In an interview with Xerox CEO Ursula Burns on NPR’s Morning Edition this morning (“If You Don’t Transform, You’re Stuck”), two pronoun case finds: an accusative whom “by position” and a nominative conjoined object I.

On Burns:

Xerox CEO Ursula Burns began her career with the company in 1980 as a summer intern. In 2009, she became the first African-American woman to lead a Fortune 500 company.

Accusative by position (in this case, following the P for, though the pronoun functions as a predicative):

“What I found there was an organization that accepted me for whom I was.”

Non-standard but common.

NomConjObj (now so common that I’m reluctant to label it as non-standard):

[about her mother] “… to send my sister, my brother, and I to Catholic school”

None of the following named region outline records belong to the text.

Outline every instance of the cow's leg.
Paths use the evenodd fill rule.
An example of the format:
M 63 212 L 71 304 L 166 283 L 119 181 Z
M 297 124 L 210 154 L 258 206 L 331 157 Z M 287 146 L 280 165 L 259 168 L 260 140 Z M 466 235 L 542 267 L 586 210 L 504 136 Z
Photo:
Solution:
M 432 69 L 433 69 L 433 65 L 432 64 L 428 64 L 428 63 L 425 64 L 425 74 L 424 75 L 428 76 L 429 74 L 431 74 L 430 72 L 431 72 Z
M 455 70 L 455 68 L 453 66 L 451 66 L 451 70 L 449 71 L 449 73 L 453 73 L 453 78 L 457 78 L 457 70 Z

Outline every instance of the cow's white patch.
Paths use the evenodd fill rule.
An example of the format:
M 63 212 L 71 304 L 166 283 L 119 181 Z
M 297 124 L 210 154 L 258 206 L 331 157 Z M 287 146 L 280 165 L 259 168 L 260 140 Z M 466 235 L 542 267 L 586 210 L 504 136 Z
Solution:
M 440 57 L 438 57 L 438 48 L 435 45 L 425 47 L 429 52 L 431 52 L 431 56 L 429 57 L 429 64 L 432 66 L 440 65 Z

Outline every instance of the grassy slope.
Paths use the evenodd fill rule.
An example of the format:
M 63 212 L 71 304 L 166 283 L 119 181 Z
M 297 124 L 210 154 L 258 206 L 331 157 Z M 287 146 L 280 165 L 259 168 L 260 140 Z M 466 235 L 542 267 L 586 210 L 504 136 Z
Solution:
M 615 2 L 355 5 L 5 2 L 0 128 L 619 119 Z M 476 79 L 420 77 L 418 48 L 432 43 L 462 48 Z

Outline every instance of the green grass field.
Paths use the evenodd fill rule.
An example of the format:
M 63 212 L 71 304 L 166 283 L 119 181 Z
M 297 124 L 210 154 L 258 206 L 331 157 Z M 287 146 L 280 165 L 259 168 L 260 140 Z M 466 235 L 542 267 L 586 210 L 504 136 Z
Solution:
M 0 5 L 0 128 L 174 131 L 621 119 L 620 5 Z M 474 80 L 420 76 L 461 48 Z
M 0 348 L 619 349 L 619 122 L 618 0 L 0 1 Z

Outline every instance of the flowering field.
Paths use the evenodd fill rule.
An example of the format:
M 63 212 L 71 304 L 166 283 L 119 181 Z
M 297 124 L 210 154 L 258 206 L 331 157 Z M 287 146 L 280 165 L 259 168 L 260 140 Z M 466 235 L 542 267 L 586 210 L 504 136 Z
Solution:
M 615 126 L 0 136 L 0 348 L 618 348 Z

6 Responses to “Pronoun case double-header”

  1. the ridger Says:

    NomConjObj strikes me as colloquial rather than nonstandard.

  2. Greg Lee Says:

    “NomConjObj”? I don’t recognize the language.

  3. blue sky Says:

    Speaking of Fortune 500 CEOs: while I was looking up Bill Clinton’s speeches, I caught a NomConjObj from Roger Johnson, CEO of Western Digital. In 1992, Johnson broke with the Republican Party to support Clinton. Here he is introducing Clinton at a campaign rally:

    What is important to Kathryn and I is that we get George Bush and Bill Clinton and Ross Perot to tell us specifically in detail what it is they’re going to do to solve the variety of big problems facing our country.

    (“Kathryn” is Kathryn Thompson, a real estate developer with fund-raising connections to Johnson.)